Scientists writing in the journal Nature Climate Change say that climate change is endangering global reindeer and caribou habitats.

The new study suggests there are a lot of similarities between reindeer, which thrive in Northern Europe and Asia, and caribou, which live in North America. Not only does this new research show similarities between these two animals that were previously unknown, but it also sheds light on how climate change has played a role in their evolution.

Researchers looked at the DNA of reindeer in Scandinavia and Asia as well as tundra and woodland caribou in North America to find out more about how their environments were affected in the past and will be influenced in the future by climate change.

Marco Musiani of the University of Calgary said that as one of the most northern species, caribou feel the effects of global warming as climate change continues to take its toll.

“The woodland caribou is already an endangered species in southern Canada and the United States. The warming of the planet means the disappearance of their critical habitat in these regions. Caribou need undisturbed lichen-rich environments and these types of habitats are disappearing,” stated Musiani, a professor on the faculties of Environmental Design and Veterinary Medicine and co-author of the study.

Musiani added that the research demonstrates the animals are not as different from a genetic point of view as some might think given the geographic spread of reindeer and caribou. The two sister groups can be found throughout Europe, Asia and North America, from Norway to Eastern Canada.

The team said that caribou living in North America, but just south of the continental ice, became isolated and evolved their unique characteristics during the last glaciation. During this time, Europe, Asia and Alaska were connected by a land bridge.

“Then, at meltdown the two groups, reindeer from the North and caribou from the South, reunited and interbred in areas previously glaciated such as the southern Canadian Rockies,” says Musiani.
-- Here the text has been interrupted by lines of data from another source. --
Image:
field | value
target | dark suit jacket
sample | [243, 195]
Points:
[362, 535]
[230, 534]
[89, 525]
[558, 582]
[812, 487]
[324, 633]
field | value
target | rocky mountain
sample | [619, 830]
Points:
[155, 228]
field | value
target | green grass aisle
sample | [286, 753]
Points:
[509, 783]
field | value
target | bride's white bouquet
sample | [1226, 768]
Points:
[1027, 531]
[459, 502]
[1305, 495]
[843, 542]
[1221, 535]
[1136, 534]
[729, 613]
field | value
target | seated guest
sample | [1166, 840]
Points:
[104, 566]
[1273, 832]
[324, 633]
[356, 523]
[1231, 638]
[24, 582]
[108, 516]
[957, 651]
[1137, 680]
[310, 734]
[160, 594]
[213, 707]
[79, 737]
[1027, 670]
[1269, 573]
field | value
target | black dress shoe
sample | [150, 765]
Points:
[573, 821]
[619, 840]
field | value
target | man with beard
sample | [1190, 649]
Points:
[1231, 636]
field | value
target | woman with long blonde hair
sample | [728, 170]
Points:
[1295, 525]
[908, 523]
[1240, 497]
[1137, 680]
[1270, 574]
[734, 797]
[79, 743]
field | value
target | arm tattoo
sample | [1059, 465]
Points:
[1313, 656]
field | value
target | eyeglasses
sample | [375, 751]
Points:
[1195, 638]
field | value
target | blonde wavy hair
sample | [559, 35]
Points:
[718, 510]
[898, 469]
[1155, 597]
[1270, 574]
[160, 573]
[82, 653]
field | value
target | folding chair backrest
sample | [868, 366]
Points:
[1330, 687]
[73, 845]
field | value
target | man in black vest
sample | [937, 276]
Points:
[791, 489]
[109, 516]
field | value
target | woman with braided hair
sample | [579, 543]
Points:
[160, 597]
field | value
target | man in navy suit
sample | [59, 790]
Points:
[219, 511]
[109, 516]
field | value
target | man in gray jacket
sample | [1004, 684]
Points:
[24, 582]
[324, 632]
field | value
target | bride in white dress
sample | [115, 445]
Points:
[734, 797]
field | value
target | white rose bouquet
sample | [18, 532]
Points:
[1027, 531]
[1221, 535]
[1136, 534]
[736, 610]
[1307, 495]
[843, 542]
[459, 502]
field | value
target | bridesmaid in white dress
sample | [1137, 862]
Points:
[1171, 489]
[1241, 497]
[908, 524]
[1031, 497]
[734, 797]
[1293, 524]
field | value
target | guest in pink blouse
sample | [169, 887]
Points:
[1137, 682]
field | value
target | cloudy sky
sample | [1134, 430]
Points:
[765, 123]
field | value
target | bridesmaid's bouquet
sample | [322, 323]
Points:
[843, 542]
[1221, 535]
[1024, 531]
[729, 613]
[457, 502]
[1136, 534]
The team looked at how the animals were distributed over 21,000 years as the climate changed and found that the caribou in Alaska and northern Canada are strikingly similar to reindeer. The more typical North American caribou occur further south in the lowland forested regions.

“Animals more closely related to reindeer occur in North America, throughout its northern and western regions, with some transitional zones, such as the one remarkably placed in the southern Canadian Rockies,” said Musiani.